Major routes between Birmingham and the North West of England will “remain poorly served” by rail because of cuts to HS2, government advisers have warned.

The National Infrastructure Commission (NIC) said a “do nothing” scenario north of Handsacre Junction, Staffordshire – where HS2 is now planned to stop – was not “sustainable”.

Existing rail infrastructure is a “constraint” on future growth in passenger and freight transport, the Commission’s annual review has found.

Capacity and connectivity cannot be “materially improved” north of Birmingham without further investment in infrastructure, it added.

The review found that there are “a number of specific bottlenecks” between Manchester and Birmingham, saying the West Coast Main Line “already operates at a higher intensity of operation than major high-speed lines in other European countries”, adversely affecting reliability.

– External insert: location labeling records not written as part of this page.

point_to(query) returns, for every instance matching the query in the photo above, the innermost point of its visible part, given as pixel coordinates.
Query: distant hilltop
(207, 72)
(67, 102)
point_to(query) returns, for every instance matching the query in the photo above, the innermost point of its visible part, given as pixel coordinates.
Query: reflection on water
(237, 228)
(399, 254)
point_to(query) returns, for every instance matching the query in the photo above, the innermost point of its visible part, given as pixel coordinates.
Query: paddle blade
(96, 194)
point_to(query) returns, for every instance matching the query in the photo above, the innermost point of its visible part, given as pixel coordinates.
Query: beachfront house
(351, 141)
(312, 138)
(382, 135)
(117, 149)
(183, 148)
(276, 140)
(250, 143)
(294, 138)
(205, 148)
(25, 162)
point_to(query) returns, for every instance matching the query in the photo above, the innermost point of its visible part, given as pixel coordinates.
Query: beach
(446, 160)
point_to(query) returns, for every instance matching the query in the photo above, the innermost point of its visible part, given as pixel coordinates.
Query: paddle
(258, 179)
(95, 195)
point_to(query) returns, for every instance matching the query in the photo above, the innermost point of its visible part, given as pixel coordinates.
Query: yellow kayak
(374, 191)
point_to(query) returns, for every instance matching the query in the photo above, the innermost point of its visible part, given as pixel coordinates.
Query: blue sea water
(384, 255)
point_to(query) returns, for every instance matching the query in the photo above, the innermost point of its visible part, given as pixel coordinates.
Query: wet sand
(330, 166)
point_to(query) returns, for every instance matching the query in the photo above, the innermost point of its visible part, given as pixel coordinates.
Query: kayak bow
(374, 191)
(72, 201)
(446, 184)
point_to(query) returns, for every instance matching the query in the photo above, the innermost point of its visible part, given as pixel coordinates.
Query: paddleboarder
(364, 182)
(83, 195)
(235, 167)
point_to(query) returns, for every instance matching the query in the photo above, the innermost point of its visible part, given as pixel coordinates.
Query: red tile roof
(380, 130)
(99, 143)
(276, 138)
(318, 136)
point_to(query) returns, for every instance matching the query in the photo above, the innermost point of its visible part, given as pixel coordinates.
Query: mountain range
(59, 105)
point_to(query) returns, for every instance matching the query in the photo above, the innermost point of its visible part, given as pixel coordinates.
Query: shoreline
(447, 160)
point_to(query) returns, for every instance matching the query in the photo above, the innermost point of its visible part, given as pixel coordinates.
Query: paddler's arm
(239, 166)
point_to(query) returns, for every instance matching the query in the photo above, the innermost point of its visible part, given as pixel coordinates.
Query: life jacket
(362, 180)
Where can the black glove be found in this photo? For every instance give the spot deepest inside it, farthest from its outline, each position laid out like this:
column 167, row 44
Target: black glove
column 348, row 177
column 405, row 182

Last October, Prime Minister Rishi Sunak scrapped plans to extend HS2 between the West Midlands and Manchester amid rising costs.

The NIC said in its report: “The commission’s analysis suggests that there are key corridors that will remain poorly served, such as links from Birmingham to Manchester and the North West.”

Sir John Armitt, who chairs the NIC, said: “A long-term plan is needed to tackle the key connectivity, capacity and reliability issues of the North and Midlands rail network.”

He admitted that schemes such as the Midlands Rail Hub and Northern Powerhouse Rail “could address” some connectivity issues, but “a critical gap remains in the links between Birmingham, Manchester and the North West”.

Mr Sunak made his HS2 announcement alongside the publication of a government document called Network North, which sets out £36 billion worth of improvements to road, rail and bus services across the UK.

But the NIC found the plans needed “greater specificity” about their “scope, cost, benefits and schedule”.

The commission highlighted the “risk of a fatal loop” for local public transport, with insufficient funding leading to service cuts, further reducing patronage and therefore income.

The analysis also found that the current 30% annual growth rate of new public electric vehicle chargers installed must be maintained to reach the Government’s target of 300,000 by 2030.

This “will become more difficult in the coming years”, with the annual total needed reaching around 75,000 in 2029, the commission warned.

The report said: “The Government must continue to address any barriers to implementation, such as issues in ensuring timely connection to the electricity grid due to capacity constraints and slow progress in building more capacity.

“With less than six years to deliver on its ambition, the government and Ofgem must address these barriers to implementation.”